Jennie Hodgers left Ireland as a stowaway, disguised herself as Albert D. J. Cashier, and served in the Illinois Volunteer Infantry from 1862 to 1865. Hodgers successfully kept her secret until the age of sixty-six, when she was struck by a car. A doctor at the veterans' hospital where she was treated discovered her true gender, but he kept it secret at Hodgers's request so she could continue to receive her veteran's pension.
Probably the most amazing tale of hidden identity was that of Loreta Janeta Velazquez, the Cuban-born widow of a Confederate soldier who raised and equipped at her own expense an infantry unit known as the Arkansas Grays. After her husband's death early in the war, Velazquez left her home and passed herself off as Harry Buford.
Velazquez was twice wounded and cited for gallantry. She was eventually stationed in Richmond, where her secret was discovered. Arrested as a spy, she convinced Confederate officials of her allegiance to the South and began work as a secret agent. In her autobiography, she wrote — truthfully — that she was as good a soldier as any man.
Children — that is, boys under the age of eighteen — also saw quite a bit of military service. Many lied about their age when enlisting; others were adopted as mascots by various military units. The exact number of underage soldiers is unknown, but some historians estimate the figure could be as high as 400,000. Many children were able to slip into the armed forces because recruiters were eager to fill quotas and usually didn't question boys who looked eighteen years old. However, even boys who were obviously underage succeeding in getting in, and many were assigned as regimental musicians.

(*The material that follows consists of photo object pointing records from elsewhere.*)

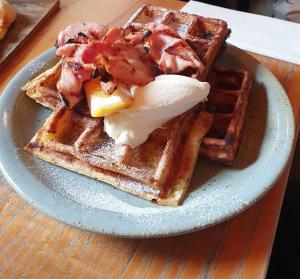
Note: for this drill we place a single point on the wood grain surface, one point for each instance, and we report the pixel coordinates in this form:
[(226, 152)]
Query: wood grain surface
[(30, 14), (35, 246)]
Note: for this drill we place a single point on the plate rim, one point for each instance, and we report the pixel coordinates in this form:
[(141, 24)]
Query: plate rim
[(45, 56)]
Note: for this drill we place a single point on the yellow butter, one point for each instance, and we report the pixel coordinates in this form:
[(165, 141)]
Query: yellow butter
[(101, 104)]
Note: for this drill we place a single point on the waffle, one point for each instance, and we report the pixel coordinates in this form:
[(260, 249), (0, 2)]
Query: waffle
[(158, 170), (227, 101), (205, 35)]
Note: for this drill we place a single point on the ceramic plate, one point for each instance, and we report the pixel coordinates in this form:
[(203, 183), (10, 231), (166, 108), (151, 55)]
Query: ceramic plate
[(216, 192)]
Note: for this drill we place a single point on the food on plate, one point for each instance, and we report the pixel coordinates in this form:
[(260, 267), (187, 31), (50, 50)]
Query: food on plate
[(227, 101), (130, 104), (102, 104), (7, 17), (154, 105)]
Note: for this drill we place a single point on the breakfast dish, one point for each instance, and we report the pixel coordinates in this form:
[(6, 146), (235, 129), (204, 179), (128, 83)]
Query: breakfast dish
[(7, 17), (215, 193), (120, 114), (227, 101), (206, 36)]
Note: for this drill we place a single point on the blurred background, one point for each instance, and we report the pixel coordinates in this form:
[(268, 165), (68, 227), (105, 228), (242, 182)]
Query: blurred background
[(285, 258)]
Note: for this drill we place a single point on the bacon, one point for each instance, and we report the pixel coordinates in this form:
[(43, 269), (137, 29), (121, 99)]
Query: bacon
[(81, 33), (171, 53), (73, 74), (126, 61)]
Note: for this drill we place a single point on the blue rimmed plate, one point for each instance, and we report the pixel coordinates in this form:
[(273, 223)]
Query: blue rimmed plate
[(216, 192)]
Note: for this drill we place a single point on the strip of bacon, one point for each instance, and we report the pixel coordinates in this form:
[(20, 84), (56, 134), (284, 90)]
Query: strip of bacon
[(171, 53), (127, 62), (73, 74)]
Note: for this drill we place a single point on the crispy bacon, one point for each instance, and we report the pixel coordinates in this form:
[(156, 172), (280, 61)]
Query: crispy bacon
[(73, 74), (126, 60), (171, 53)]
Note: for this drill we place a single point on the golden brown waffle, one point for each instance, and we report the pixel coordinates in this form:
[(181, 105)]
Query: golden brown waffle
[(227, 101), (205, 35), (158, 170)]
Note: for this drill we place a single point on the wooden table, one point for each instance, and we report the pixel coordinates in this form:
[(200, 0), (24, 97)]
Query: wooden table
[(35, 246)]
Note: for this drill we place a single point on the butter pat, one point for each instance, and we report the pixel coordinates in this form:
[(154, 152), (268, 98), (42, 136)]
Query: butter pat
[(154, 104), (101, 104)]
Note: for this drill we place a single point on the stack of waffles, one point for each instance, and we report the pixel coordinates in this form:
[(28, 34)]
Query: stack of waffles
[(160, 169)]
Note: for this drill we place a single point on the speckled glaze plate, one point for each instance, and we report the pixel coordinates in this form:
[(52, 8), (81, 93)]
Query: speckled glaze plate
[(216, 192)]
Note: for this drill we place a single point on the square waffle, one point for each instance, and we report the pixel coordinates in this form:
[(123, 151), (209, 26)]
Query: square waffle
[(205, 35), (158, 170), (227, 101)]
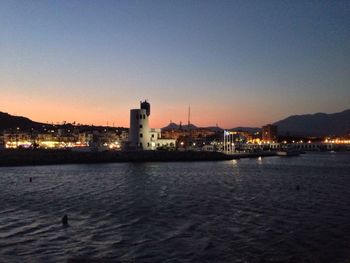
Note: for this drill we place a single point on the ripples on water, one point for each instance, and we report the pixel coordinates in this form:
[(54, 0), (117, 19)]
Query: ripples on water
[(234, 211)]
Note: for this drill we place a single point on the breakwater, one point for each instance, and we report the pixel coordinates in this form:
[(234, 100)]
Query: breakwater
[(22, 157)]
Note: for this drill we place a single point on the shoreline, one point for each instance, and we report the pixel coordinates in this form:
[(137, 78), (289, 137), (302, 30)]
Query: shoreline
[(25, 157)]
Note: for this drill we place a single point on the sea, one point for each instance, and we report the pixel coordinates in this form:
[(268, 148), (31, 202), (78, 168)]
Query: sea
[(271, 209)]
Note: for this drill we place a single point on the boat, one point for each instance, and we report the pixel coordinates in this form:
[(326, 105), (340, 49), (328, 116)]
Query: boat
[(288, 153)]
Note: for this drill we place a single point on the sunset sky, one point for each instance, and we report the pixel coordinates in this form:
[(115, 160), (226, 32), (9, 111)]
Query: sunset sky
[(237, 63)]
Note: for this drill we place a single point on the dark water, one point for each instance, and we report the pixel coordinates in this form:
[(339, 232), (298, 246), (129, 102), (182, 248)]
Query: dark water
[(234, 211)]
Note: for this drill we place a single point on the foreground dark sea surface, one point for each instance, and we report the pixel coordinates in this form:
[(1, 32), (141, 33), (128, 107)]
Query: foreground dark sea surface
[(251, 210)]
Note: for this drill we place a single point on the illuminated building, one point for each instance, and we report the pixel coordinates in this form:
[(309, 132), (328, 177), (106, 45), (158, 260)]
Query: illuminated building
[(140, 135)]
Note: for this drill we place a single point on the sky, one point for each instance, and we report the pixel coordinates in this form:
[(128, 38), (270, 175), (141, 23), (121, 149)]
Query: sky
[(237, 63)]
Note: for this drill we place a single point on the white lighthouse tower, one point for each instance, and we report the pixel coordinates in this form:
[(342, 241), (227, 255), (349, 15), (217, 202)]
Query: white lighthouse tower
[(139, 133)]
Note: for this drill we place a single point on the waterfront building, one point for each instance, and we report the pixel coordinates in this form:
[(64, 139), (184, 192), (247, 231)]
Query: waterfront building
[(143, 137)]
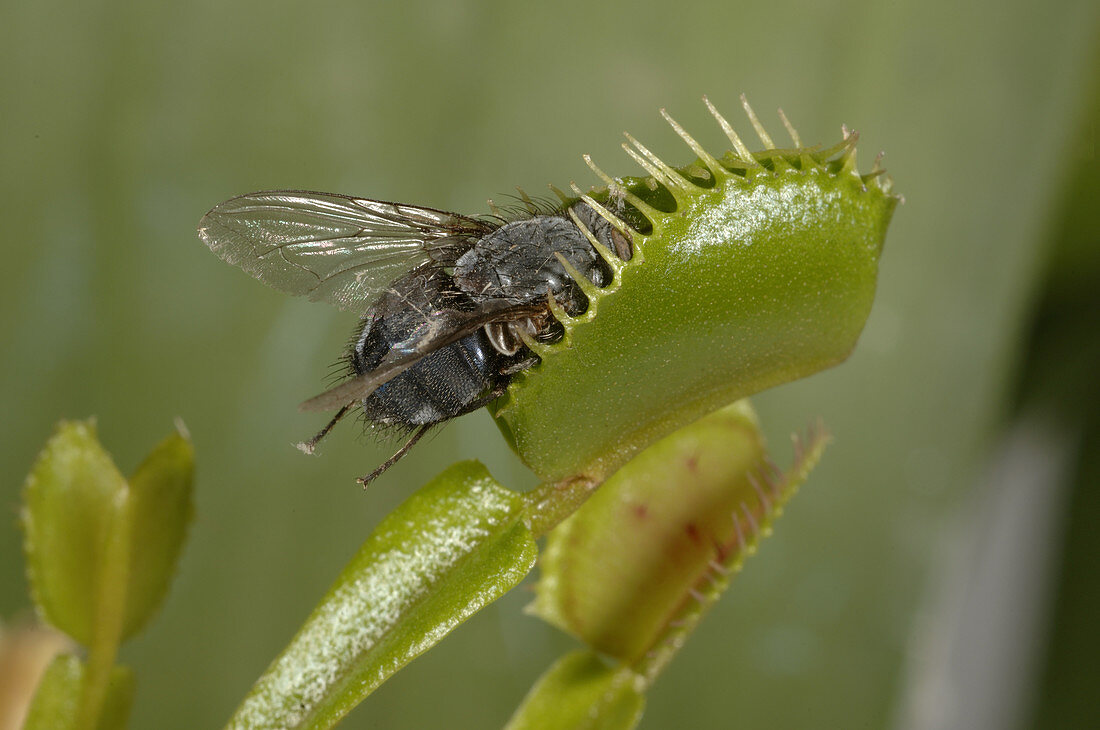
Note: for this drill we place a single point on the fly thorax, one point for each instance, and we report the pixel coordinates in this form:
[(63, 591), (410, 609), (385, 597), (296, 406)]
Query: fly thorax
[(519, 262)]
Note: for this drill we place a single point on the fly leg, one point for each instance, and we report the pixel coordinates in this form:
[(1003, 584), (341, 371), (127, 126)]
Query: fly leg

Probably the most famous child to participate in the war is Johnny Clem, who became a legend in the Northern press. Clem ran away from home in 1861 at age nine to join a Union army regiment that had traveled through his hometown in Ohio. He was turned away but later joined another unit and served as its drummer boy; he also performed other camp chores.
According to U.S. military records, 127 Union soldiers were just thirteen years old when they enlisted, 320 were fourteen years old, nearly 800 were fifteen years old, 2,758 were sixteen, and approximately 6,500 were seventeen. Statistics regarding the number of underage soldiers in the Confederate army are unknown, but most historians believe the numbers to be even higher.
Clem was first immortalized in the press following the Battle of Shiloh, during which his drum was apparently destroyed. Officially enrolled in the army, complete with a miniature, hand-carved musket, Clem received additional press coverage as “the Drummer Boy of Chickamauga.” During that battle, Clem allegedly shot and captured a Confederate soldier who tried to take him prisoner.
Despite his young age, Clem was captured once, wounded twice, and rose to the rank of lance sergeant before his fourteenth birthday. A few years later, Clem tried to enroll in West Point but was denied admission because he lacked a formal education. As a result of a direct appeal from President Grant, he was given a commission as second lieutenant and placed in command of a unit of black soldiers. He made the military his career, retiring as a major general shortly before the start of World War I. He died in 1937.